Pythonパンダ：DataFrameグループの最後の値をそのグループのすべてのエントリに割り当てます

Question

Python Pandasには、DataFrameがあります。このDataFrameを列ごとにグループ化し、列の最後の値を別の列のすべての行に割り当てたいと考えています。

このコマンドでグループの最後の行を選択できることを知っています。

import pandas as pd df = pd.DataFrame({'a': (1,1,2,3,3), 'b':(20,21,30,40,41)}) print(df) print("-") result = df.groupby('a').nth(-1) print(result)

結果：

 a b 0 1 20 1 1 21 2 2 30 3 3 40 4 3 41 - b a 1 21 2 30 3 41

この操作の結果を元のデータフレームに割り当てて、次のようなものにする方法を教えてください。

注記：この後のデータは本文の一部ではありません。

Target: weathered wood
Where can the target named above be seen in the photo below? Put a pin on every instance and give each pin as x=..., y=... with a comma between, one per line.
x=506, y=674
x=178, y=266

 a b b_new 0 1 20 21 1 1 21 21 2 2 30 30 3 3 40 41 4 3 41 41

jezrael · Accepted Answer

transform と last を使用します。

df['b_new'] = df.groupby('a')['b'].transform('last')

代替：

df['b_new'] = df.groupby('a')['b'].transform(lambda x: x.iat[-1]) print(df) a b b_new 0 1 20 21 1 1 21 21 2 2 30 30 3 3 40 41 4 3 41 41

nth および join のソリューション：

df = df.join(df.groupby('a')['b'].nth(-1).rename('b_new'), 'a') print(df) a b b_new 0 1 20 21 1 1 21 21 2 2 30 30 3 3 40 41 4 3 41 41

タイミング：

N = 10000 df = pd.DataFrame({'a':np.random.randint(1000,size=N), 'b':np.random.randint(10000,size=N)}) #print (df) def f(df): return df.join(df.groupby('a')['b'].nth(-1).rename('b_new'), 'a') #cᴏʟᴅsᴘᴇᴇᴅ1 In [211]: %timeit df['b_new'] = df.a.map(df.groupby('a').b.nth(-1)) 100 loops, best of 3: 3.57 ms per loop #cᴏʟᴅsᴘᴇᴇᴅ2 In [212]: %timeit df['b_new'] = df.a.replace(df.groupby('a').b.nth(-1)) 10 loops, best of 3: 71.3 ms per loop #jezrael1 In [213]: %timeit df['b_new'] = df.groupby('a')['b'].transform('last') 1000 loops, best of 3: 1.82 ms per loop #jezrael2 In [214]: %timeit df['b_new'] = df.groupby('a')['b'].transform(lambda x: x.iat[-1]) 10 loops, best of 3: 178 ms per loop #jezrael3 In [219]: %timeit f(df) 100 loops, best of 3: 3.63 ms per loop

警告

グループの数を考えると、結果はパフォーマンスに対応していません。これは、これらのソリューションの一部のタイミングに大きく影響します。

cs95 · Answer

groupby + nth + mapまたはreplaceの2つの可能性

_df['b_new'] = df.a.map(df.groupby('a').b.nth(-1)) _

または、

_df['b_new'] = df.a.replace(df.groupby('a').b.nth(-1)) _

nth(-1)をlast()に置き換えることもできます（実際、そうすることでこれが少し速くなります）が、nthを使用すると、選択するアイテムをより柔軟に選択できます。 bの各グループから。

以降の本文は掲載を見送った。